Heidelberg zeigt sich an diesem Montag von seiner schönsten Seite: Allein auf dem Weg von der Theodor-Heuss-Brücke zum Philosophenweg lassen sich Dutzende postkartentaugliche Fotos von den grünen Hängen am Neckar schießen, am Schloss und in der Altstadt sowieso. Und das alles ab mittags sogar im Sonnenlicht – eine regelrechte Sensation nach langen Wochen, in denen der Regen auch im Südwesten kaum einmal klein beigab.
Vielleicht hilft auch dieser Rahmen den Teilnehmern ein klein wenig, das straffe Programm zu absolvieren, das die Organisatoren der »Tagung für Religionslehrkräfte« für dieses Frühjahr ausgetüftelt haben und das von der Anreise am Sonntagnachmittag bis zur Abreise am Dienstagmittag gut 22 Stunden Programm bereithält.
Schon der erste Tag ging bei der gemeinsamen Veranstaltung des Zentralrats der Juden in Deutschland, der Zentralwohlfahrtsstelle der Juden (ZWST) und der gastgebenden Hochschule für Jüdische Studien spät zu Ende – nach einer Gruppendiskussion und einem Vortrag von Marina Chernivsky (Kompetenzzentrum für antisemitismuskritische Bildung und Forschung), die beide den 7. Oktober 2023 zum Thema hatten.
Unterrichtsinhalte sollten einen Bezug zum eigenen Leben herstellen.

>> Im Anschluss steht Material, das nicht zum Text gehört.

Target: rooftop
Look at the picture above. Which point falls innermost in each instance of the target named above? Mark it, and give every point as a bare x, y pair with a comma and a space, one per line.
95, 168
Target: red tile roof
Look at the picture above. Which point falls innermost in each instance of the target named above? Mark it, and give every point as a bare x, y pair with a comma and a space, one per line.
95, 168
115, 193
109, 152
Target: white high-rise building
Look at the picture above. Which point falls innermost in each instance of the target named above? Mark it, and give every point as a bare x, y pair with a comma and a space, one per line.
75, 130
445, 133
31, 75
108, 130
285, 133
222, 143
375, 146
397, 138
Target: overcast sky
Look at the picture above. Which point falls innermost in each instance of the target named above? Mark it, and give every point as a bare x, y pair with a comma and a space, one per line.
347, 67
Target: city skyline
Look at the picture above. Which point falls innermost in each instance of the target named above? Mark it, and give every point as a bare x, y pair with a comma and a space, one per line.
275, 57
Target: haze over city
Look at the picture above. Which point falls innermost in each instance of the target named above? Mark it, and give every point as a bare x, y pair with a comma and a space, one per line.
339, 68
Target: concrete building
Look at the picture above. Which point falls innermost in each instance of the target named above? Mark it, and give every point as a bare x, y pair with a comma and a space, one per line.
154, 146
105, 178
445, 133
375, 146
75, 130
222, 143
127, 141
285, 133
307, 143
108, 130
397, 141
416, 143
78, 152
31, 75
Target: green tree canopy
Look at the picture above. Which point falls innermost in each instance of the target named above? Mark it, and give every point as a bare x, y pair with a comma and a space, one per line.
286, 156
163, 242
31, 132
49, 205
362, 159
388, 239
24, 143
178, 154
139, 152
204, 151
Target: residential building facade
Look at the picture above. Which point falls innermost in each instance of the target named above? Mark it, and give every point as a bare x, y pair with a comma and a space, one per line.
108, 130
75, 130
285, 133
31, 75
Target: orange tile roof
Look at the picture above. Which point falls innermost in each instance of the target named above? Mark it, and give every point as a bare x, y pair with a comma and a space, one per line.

Auch Professor Jan Woppowa, der an der Uni Paderborn angehende Gymnasiallehrer ausbildet, hat am Sonntag zugehört. Am Tag darauf leitet er zwei Slots zur Religionsdidaktik, parallel zu Rainer Goltz, der bereits im Vorjahr zum Dozententeam gehörte. Woppowa hat lange selbst als Lehrer für Mathematik und katholische Religion gearbeitet – die Dichotomie zwischen Wissenschaft und Religion ist nicht nur bei ihm eines der Leitthemen der Tagung.
Wie auch die Erkenntnis, dass der Unterricht noch viel zu oft Lehrplänen folgt, die per se keinen Bezug zum Leben der Jugendlichen erkennen lassen – eine von vielen Herausforderungen für die Lehrkräfte. »In der Schule wird viel Zeit damit vergeudet, Stoff abzuarbeiten, der gemacht werden muss, aber keine Relevanz für Schüler hat«, sagt Woppowa. »Erst wenn es gelingt, diese herzustellen, kann man von religiöser Bildung sprechen.«
Fünfstufiges Modell der »Elementarisierung«
Wie sich das bewerkstelligen lässt, wird in der Folgezeit lebhaft anhand eines fünfstufigen Modells der »Elementarisierung« diskutiert, das Woppowa als roten Faden der Veranstaltung erläutert. Einigkeit besteht darin, dass die Schüler dieser Tage oft angeleitet werden müssen, den Bezug zu ihrem eigenen Leben herzustellen. Es gebe da eine gewisse Tendenz, »die Wahrheit auf dem Silbertablett« serviert zu bekommen, wie es eine Teilnehmerin ausdrückt: »Was denn nun? A oder B?«, werde man dann gefragt. Doch nur bei Douglas Adamsʼ Per Anhalter durch die Galaxis lassen sich »ultimative Fragen des Lebens, des Universums und des ganzen Restes« so einfach beantworten. Im echten Leben taugen hier weder Adamsʼ »42« noch A oder B.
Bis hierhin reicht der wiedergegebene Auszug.